Politicians from different levels of government and party stripe continue to debate how to improve Canada’s business risk management programs – but already, producers have lost.
Finger-pointing among elected officials began almost as soon as the latest round of federal-provincial-territorial agriculture minister meetings ended with no consensus on changes to business risk managements (BRM) programming being reached.
The provinces, represented by Ontario’s agriculture minister Ernie Hardemann, rightfully made the point federal minister Marie-Claude Bibeau waited until the final day of the meetings to put an offer on the table to reform business risk management’s biggest irritant and the focal point of reforms, AgriStability.
Considering the parties had spoken more than 20 times, Bibeau did not have to wait so long to make her position clear.
She had previously rejected the province’s offer to have the cost sharing of the programs move from a 60-40 split between federal and provincial coffers to a 90-10 split.
Even in the unprecedented age ushered in by Covid-19, such a drastic shift in how these programs are paid for was never going to happen.
Bibeau can’t escape blame for the lack of reform – as the federal minister, the buck should ultimately stop with her.
As was clear even before the pandemic, Canada’s massive deficit meant Bibeau was more likely to buy time on reforming the programs rather than immediately put up cash.

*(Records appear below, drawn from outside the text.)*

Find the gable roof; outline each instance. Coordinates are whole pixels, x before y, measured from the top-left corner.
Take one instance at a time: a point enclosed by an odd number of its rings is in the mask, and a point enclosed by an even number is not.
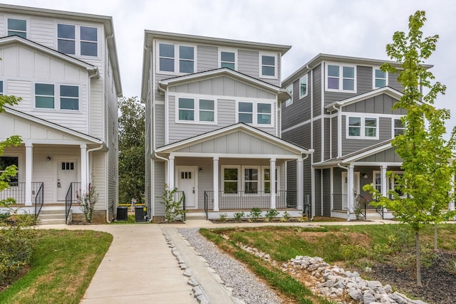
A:
[[[182,76],[173,77],[160,80],[158,82],[158,84],[160,88],[166,89],[169,85],[176,85],[182,83],[213,78],[224,75],[239,79],[248,83],[253,83],[256,86],[266,89],[266,90],[274,92],[274,93],[278,94],[279,101],[286,100],[288,98],[291,97],[290,93],[287,90],[227,68],[220,68],[204,72],[194,73],[192,74],[185,75]]]
[[[269,133],[266,133],[264,131],[262,131],[259,129],[252,127],[244,122],[238,122],[237,124],[232,125],[228,127],[217,129],[216,130],[208,132],[207,133],[203,133],[197,136],[194,136],[192,137],[186,138],[185,140],[180,140],[178,142],[173,142],[170,145],[166,145],[165,146],[157,148],[155,150],[155,152],[157,153],[170,152],[179,149],[185,148],[192,145],[195,145],[196,143],[204,142],[210,138],[221,137],[222,135],[232,133],[237,131],[242,131],[242,132],[250,134],[252,136],[254,136],[259,139],[261,139],[261,140],[264,140],[266,142],[269,142],[270,143],[279,145],[284,147],[284,149],[286,149],[287,150],[293,151],[296,154],[309,154],[314,152],[314,150],[311,149],[306,150],[302,147],[300,147],[297,145],[295,145],[286,140],[282,140],[280,137],[277,137],[276,136],[271,135]]]
[[[334,108],[340,108],[341,107],[348,105],[352,103],[356,103],[359,101],[362,101],[375,96],[378,96],[381,94],[386,94],[388,96],[390,96],[397,100],[400,99],[400,98],[403,95],[401,92],[397,90],[396,89],[394,89],[389,86],[385,86],[378,89],[373,90],[369,92],[366,92],[363,94],[358,95],[356,96],[351,97],[350,98],[344,99],[340,101],[335,101],[328,105],[326,105],[325,109],[329,111]]]

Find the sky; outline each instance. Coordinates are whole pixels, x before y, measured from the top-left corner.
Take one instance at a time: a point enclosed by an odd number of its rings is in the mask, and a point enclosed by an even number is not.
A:
[[[440,36],[425,63],[447,86],[437,108],[456,125],[456,1],[454,0],[0,0],[4,4],[110,16],[123,96],[140,96],[144,30],[291,46],[282,79],[318,53],[389,60],[395,31],[426,11],[424,36]]]

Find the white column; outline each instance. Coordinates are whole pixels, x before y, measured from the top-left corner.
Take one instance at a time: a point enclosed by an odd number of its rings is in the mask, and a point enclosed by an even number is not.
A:
[[[350,221],[350,216],[353,212],[353,169],[355,166],[351,164],[347,172],[347,221]]]
[[[276,209],[276,159],[269,159],[269,190],[271,192],[271,208]]]
[[[31,206],[31,181],[33,172],[33,145],[26,142],[26,206]]]
[[[214,211],[219,209],[219,157],[212,158],[212,189],[214,189]]]
[[[87,162],[87,145],[81,144],[81,189],[87,191],[88,178],[88,166]]]
[[[299,157],[296,162],[296,189],[298,193],[296,199],[298,200],[298,209],[304,210],[304,169],[302,164],[302,157]],[[314,209],[314,208],[312,208]]]
[[[168,161],[168,187],[172,190],[174,185],[174,155],[170,155]]]
[[[382,196],[386,196],[388,195],[388,179],[386,178],[387,168],[388,168],[388,166],[386,164],[383,164],[382,167],[380,168],[380,176],[381,178],[380,187],[381,189]]]

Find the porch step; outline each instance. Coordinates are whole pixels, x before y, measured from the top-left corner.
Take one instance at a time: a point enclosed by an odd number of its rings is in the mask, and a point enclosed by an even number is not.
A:
[[[41,209],[38,216],[41,225],[51,225],[56,224],[66,224],[65,207],[51,209]]]

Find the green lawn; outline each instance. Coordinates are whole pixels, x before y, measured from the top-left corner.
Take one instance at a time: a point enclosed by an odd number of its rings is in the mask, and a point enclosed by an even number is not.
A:
[[[78,303],[113,241],[99,231],[37,230],[29,271],[0,303]]]

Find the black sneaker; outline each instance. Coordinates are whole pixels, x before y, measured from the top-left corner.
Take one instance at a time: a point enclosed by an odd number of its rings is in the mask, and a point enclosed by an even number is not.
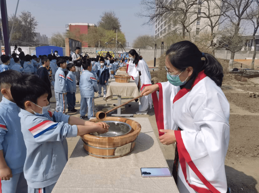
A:
[[[82,119],[88,119],[88,117],[87,117],[87,116],[80,116],[80,118]]]
[[[67,111],[67,112],[68,113],[75,113],[76,112],[77,110],[76,109],[72,109],[72,110],[69,110]]]

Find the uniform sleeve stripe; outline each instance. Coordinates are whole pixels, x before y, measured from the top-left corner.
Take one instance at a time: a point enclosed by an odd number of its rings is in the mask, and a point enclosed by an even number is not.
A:
[[[73,81],[73,79],[70,78],[69,78],[68,76],[67,76],[67,79],[69,79],[69,80],[71,80],[72,81]]]
[[[70,82],[72,82],[72,83],[73,82],[73,81],[72,81],[71,80],[69,80],[69,79],[67,79],[67,80],[68,80],[69,81],[70,81]]]
[[[2,124],[0,124],[0,128],[3,129],[5,130],[7,130],[6,128],[6,126],[5,125],[2,125]]]

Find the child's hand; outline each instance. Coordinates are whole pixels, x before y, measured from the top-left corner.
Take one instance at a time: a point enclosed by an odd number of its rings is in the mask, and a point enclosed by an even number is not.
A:
[[[105,123],[98,122],[96,123],[96,124],[97,125],[96,132],[98,133],[104,133],[109,131],[109,127],[110,126]]]
[[[8,166],[0,169],[0,177],[1,180],[9,180],[10,178],[13,177],[12,171]]]

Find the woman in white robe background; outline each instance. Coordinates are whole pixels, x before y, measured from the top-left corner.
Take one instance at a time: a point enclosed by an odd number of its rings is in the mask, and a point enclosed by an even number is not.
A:
[[[130,61],[129,63],[127,73],[134,79],[139,89],[142,91],[146,86],[151,85],[151,76],[149,71],[148,67],[145,60],[139,55],[136,50],[131,50],[129,52]],[[140,74],[139,72],[140,73]],[[141,75],[139,76],[139,74]],[[141,97],[139,99],[139,111],[136,112],[137,114],[146,114],[149,105],[150,108],[152,107],[152,99],[151,94]]]
[[[222,67],[188,41],[173,44],[166,54],[168,81],[146,86],[142,93],[153,93],[161,142],[177,142],[173,173],[179,192],[229,192],[224,161],[229,106],[219,87]]]

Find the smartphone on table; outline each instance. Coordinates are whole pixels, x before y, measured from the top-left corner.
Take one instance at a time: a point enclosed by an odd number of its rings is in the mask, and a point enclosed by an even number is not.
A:
[[[172,173],[168,168],[141,168],[142,177],[170,177]]]

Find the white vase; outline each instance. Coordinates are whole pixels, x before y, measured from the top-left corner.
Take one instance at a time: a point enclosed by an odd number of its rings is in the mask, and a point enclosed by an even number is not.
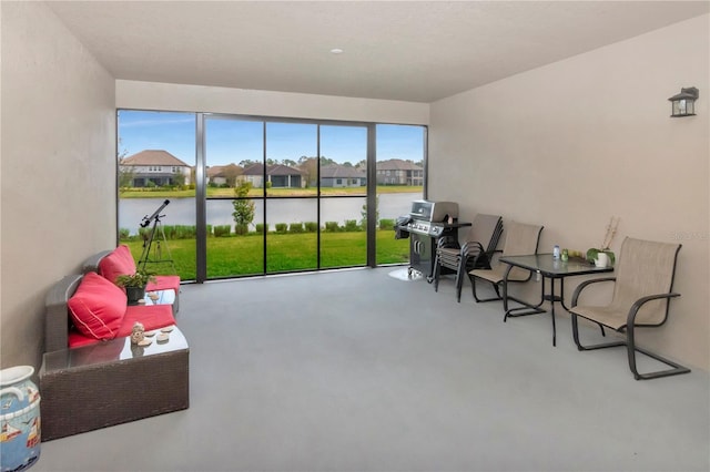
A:
[[[597,267],[607,267],[609,265],[609,255],[607,253],[598,253],[595,265]]]
[[[40,393],[31,366],[0,370],[1,471],[21,471],[40,458]]]

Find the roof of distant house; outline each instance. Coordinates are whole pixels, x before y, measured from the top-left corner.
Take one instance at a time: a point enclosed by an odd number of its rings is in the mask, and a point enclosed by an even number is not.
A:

Now, at least the federal government is willing to make the program easier to access and pay producers more when they do receive an AgriStability pay out – but that change won’t be coming soon, if ever.
There is no deadline for when the provinces are now expected to respond to her proposal.
As it all stands now it is likely the provinces, who have to reach some consensus among themselves before agreeing to anything, are going to reject the federal proposal.
The lines in the sand drawn by Bibeau, like removing the reference margin limit and maintaining 60-40 cost sharing, will continue to be a barrier to concluding any immediate reforms.
Meanwhile, those provinces claiming they can’t pay for the proposed changes given their current fiscal situation should consider doing a more thorough review of their finances.
Manitoba’s agriculture minister says Bibeau’s proposal would cost at least $15 million more a year for his province.
Pre-pandemic, while still combating a deficit, Manitoba increased its agriculture budget by $8 million.
If $15 million is going to make or break the finances of Manitoba, the province has bigger problems. It’s a lot of money, but consider that figure in the context of a province with a $15 billion budget.
Plus, presumably there would be some increased costs associated with designing and launching an entirely new program to replace AgriStability, as Pedersen has suggested doing.
Saskatchewan’s agriculture minister Dave Marit has also raised concern his government will have difficulty paying for changes. Like his colleague in Manitoba, Marit is part of a government fighting a pre-pandemic deficit.
Currently Saskatchewan is using massive federal transfers to boast about reducing the deficit faster than expected (almost 90 per cent of so-called “new” and “unexpected” revenue to Saskatchewan came from Ottawa, according to the province’s latest financial update).
Yet Marit wants the federal government to pay more money for AgriStability while simultaneously his government is sitting on a $260 million “contingency” fund to deal with uncertainty.
Perhaps Marit could consider taking a small portion of that money and directing it to AgriStability.
There’s also the nagging point that money for business risk management needs to be budgeted each year, but is only used when needed.
(On that note: this fiscal year, Saskatchewan reduced its agriculture budget by $205.1 million).
The failings of politicians mean AgriStability likely won’t have any changes until 2023, when many of these very same elected officials will endeavour to make substantive changes to business risk management programs as part of a new federal-provincial-territorial agreement.
Through no failure of their own, producers continue to lose as a result.